- Capshaw Mountain Location within Alabama

Highest point
- Elevation: 1,250 ft (380 m)
- Listing: List of mountains of the United States
- Coordinates: 34°49′08″N 86°44′17″W﻿ / ﻿34.81889°N 86.73806°W

Geography
- Location: Madison County, Alabama, US
- Topo map: USGS Jeff

= Capshaw Mountain =

Mountain in Alabama, United States

Capshaw Mountain is a mountain located in Harvest, Alabama. Capshaw Mountain forms a watershed that provides the water supply for the community. It extends upwards about 800 feet above the general elevation in the area.

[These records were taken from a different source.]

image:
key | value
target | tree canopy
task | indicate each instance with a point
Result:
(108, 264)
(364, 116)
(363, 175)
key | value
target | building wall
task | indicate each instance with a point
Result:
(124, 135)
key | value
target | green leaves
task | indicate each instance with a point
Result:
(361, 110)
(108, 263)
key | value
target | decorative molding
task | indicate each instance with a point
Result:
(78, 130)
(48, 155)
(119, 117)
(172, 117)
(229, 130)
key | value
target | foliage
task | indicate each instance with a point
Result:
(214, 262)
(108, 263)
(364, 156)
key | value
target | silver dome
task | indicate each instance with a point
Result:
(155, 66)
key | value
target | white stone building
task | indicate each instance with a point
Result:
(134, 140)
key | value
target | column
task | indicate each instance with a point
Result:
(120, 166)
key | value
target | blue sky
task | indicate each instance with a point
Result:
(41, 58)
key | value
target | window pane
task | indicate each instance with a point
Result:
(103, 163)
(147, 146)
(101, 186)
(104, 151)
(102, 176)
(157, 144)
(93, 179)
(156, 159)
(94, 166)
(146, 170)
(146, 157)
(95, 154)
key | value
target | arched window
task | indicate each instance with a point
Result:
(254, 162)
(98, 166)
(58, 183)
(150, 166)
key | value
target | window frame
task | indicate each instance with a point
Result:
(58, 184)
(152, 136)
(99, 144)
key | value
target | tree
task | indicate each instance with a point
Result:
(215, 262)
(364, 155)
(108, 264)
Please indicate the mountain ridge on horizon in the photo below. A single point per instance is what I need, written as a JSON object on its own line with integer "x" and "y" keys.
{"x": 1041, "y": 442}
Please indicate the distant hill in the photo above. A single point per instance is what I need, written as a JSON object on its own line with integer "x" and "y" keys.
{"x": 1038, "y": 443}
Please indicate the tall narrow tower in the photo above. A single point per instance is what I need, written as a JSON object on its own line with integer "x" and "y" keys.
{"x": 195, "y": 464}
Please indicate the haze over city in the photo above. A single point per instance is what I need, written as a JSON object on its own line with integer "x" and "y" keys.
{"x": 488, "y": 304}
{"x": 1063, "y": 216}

It is not part of the Cumberland Plateau.

==Communications Towers==
The top of this small mountain is the site of three tall communications towers used by local radio stations, television stations, wireless phone companies, state agencies, and other private companies. The elevation of Capshaw Mountain and its location make it uniquely valuable as the site for regional communications. From its towers, line of sight communications may be achieved as far as Nashville, Tennessee and Birmingham, Alabama. To the west this extends well into Mississippi and to the east to Chattanooga, Tennessee. The extent of such communications covers an area of nearly 125 miles (200 km) radially around the community.